Dall’altra parte del fiume Mississippi, i campioni in carica dei Mikwaukee Bucks hanno invece mancato l’occasione di scavare un solco forse decisivo tra sé e i Celtics. 116-108 il risultato finale a favore di Boston, trascinata da un Horfod strepitoso su entrambi i lati del campo e da un Tatum da 30 punti e 13 rimbalzi.

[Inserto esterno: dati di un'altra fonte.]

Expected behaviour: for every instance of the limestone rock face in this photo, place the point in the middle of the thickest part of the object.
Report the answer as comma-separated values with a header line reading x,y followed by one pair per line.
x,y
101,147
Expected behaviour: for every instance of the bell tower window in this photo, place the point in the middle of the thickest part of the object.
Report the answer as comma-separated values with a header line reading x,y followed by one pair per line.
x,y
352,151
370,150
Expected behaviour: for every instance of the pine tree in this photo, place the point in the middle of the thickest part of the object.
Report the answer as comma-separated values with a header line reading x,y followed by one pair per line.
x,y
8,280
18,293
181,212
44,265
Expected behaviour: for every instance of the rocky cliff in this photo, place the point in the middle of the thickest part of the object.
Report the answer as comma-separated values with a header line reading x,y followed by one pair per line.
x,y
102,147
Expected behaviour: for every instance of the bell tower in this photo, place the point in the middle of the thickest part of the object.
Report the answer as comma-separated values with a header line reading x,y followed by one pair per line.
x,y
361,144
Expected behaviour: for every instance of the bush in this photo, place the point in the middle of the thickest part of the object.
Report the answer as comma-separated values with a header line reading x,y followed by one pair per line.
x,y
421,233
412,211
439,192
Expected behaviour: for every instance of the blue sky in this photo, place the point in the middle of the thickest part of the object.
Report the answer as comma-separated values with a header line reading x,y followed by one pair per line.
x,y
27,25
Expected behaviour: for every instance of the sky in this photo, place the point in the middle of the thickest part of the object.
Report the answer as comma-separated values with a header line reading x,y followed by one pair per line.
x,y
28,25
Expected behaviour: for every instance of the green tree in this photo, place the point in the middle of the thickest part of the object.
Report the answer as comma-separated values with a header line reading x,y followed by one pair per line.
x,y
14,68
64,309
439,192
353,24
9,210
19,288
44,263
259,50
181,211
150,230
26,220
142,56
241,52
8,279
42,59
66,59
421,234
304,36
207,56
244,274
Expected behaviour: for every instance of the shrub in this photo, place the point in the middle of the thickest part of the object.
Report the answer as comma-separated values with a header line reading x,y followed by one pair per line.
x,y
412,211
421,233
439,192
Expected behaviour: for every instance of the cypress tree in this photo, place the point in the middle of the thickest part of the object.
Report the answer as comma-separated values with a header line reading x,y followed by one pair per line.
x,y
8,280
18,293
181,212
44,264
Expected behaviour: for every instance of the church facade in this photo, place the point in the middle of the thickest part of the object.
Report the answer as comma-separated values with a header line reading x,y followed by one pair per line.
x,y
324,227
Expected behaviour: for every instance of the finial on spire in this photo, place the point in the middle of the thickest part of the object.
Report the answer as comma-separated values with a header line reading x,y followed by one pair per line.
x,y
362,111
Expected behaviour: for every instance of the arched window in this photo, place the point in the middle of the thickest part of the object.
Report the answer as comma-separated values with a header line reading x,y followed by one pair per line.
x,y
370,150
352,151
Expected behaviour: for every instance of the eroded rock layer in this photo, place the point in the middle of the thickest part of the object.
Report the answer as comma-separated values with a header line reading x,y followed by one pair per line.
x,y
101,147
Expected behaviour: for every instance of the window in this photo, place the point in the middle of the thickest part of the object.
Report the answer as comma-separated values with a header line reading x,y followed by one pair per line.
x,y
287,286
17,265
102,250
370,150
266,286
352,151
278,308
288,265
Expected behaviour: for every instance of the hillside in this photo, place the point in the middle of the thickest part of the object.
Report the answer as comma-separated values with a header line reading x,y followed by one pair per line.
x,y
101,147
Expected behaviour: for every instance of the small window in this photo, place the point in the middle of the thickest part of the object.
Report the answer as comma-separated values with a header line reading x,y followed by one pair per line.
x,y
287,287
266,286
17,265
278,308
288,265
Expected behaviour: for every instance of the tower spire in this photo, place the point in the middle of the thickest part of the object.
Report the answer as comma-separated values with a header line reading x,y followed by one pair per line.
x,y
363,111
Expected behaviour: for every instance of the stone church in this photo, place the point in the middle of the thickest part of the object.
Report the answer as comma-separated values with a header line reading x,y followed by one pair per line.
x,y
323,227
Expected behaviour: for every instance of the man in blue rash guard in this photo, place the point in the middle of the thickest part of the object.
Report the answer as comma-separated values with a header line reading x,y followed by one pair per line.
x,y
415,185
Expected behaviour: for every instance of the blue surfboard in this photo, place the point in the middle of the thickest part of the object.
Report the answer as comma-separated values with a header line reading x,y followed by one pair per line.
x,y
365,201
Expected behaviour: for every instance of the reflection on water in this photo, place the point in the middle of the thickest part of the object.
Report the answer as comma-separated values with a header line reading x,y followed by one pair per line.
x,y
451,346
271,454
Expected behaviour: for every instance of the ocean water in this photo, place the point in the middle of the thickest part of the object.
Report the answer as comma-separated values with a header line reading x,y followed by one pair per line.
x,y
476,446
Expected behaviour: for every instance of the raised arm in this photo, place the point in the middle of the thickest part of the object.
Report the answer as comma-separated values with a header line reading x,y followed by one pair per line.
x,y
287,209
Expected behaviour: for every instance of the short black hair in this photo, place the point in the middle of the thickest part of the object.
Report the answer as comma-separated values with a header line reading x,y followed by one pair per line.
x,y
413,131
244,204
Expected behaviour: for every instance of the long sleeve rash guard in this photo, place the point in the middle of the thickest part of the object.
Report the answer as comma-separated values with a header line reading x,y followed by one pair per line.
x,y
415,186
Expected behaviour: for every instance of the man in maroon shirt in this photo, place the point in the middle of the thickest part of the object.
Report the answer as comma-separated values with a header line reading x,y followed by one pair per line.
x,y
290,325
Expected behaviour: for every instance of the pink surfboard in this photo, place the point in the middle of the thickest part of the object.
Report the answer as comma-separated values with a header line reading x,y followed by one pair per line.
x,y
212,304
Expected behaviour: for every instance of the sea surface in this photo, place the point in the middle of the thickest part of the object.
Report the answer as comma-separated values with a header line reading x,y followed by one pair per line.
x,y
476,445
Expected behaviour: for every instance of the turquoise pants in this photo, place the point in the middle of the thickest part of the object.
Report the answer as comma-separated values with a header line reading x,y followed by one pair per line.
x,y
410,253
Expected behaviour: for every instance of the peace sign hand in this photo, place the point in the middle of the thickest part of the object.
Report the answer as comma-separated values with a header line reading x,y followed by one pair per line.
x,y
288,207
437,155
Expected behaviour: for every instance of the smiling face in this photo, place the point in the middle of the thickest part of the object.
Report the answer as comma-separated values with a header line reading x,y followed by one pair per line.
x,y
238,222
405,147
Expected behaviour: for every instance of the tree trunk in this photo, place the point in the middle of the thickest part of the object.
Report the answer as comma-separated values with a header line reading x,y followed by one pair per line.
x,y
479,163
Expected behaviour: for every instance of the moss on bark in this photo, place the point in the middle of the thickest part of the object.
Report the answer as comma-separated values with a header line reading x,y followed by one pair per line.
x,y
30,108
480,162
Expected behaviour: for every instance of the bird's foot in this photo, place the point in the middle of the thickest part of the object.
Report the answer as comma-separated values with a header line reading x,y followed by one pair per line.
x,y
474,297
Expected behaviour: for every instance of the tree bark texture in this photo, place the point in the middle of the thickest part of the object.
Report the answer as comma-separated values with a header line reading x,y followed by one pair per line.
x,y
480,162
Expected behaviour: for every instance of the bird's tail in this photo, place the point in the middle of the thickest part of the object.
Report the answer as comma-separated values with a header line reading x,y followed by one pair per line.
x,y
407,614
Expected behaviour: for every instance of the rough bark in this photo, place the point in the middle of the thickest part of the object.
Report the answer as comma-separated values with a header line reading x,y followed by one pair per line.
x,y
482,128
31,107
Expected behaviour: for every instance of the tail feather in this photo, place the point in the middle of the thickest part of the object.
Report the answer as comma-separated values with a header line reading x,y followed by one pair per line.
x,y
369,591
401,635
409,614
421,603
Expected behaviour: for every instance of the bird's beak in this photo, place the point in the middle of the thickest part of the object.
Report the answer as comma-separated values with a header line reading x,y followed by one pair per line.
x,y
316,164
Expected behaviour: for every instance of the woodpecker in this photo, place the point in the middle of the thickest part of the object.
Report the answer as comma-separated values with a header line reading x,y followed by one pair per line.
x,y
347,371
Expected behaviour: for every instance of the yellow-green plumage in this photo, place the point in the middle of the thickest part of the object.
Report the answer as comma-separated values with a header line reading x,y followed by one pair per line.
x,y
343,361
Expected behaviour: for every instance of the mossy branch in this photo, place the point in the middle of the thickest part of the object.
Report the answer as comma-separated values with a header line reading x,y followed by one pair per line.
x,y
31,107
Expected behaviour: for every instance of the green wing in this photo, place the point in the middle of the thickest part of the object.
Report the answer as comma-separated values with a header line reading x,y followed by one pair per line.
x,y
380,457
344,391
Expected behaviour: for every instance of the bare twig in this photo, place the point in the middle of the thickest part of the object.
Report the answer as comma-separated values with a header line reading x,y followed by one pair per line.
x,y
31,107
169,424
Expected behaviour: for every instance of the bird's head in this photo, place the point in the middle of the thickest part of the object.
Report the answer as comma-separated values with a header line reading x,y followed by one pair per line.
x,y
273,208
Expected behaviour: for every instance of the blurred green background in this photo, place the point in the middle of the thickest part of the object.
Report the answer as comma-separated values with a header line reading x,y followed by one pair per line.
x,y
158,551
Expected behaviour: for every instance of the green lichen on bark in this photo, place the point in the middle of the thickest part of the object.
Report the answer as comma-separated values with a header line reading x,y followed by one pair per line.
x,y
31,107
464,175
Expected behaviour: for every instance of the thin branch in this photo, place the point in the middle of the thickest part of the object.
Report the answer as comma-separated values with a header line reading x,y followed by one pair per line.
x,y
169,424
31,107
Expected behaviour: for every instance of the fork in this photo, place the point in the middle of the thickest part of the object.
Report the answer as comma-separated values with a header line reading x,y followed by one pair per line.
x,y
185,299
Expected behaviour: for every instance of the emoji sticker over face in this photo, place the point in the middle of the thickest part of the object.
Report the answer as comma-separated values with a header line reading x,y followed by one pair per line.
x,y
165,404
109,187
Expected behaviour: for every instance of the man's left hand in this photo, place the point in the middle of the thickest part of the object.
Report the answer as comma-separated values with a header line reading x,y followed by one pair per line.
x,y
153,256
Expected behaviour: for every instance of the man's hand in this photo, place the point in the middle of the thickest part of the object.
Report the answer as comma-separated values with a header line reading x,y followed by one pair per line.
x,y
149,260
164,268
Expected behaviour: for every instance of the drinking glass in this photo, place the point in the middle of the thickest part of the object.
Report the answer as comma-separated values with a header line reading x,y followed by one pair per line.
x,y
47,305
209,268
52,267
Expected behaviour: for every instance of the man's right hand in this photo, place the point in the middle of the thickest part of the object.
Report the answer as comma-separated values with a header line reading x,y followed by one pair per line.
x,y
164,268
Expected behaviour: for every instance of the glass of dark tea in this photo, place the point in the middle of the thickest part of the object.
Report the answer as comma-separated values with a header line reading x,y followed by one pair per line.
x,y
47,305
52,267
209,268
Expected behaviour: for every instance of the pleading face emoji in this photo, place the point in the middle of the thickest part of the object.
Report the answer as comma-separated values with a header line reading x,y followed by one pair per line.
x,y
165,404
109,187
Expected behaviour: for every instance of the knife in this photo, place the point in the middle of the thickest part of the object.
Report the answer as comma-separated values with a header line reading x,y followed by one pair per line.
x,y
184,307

Giannis Antetokounmpo ha firmato la solita doppia doppia da 34 punti e 18 rimbalzi, a cui vanno aggiunti anche 5 assist (nella storia dei playoff solo LeBron James e un certo Larry Bird hanno collezionato più partite da 30 punti, 10 rimbalzi e 5 assist), ma alla fine le percentuali dal campo del mostro greco non sono state poi così buone, anche perché il veterano Al Horford oltre a limitarlo nella sua metà campo a sua volta ha segnato 30 punti. La serie è tornata così in parità, così come quelle tra Miami e Philadelphia e tra Phoenix e Dallas: e ora tocca al pivotal game, gara-5.
Intanto è stato anche assegnato il premio di MVP (miglior giocatore) della stagione regolare, finito per il secondo anno consecutivo tra le impareggiabili mani di Nikola Jokic.
Il centro serbo dei Denver Nuggets, già tagliato fuori dalla corsa al titolo, al termine di un’annata mai vista da 2.000 punti e 1.000 rimbalzi, si è confermato la stella più brillante di tutte, con buona pace di Joel Embiid, che sembrava pronto per questo riconoscimento.
Il Joker ha fatto doppietta come Antetokounmpo tra il 2019 e il 2020 ma anche Steve Nash tra il 2005 e il 2006, confermando l’internazionalizzazione del campionato più bello del mondo, in cui ha primeggiato anche Dirk Nowitzki a inizio millennio.
In mezzo ovviamente c’è stato ampio spazio per LeBron James, capace di vincere quattro volte in cinque anni un premio che non sempre per non dire di rado finisce poi nelle mani di un giocatore che a fine anno si laurea campione della NBA.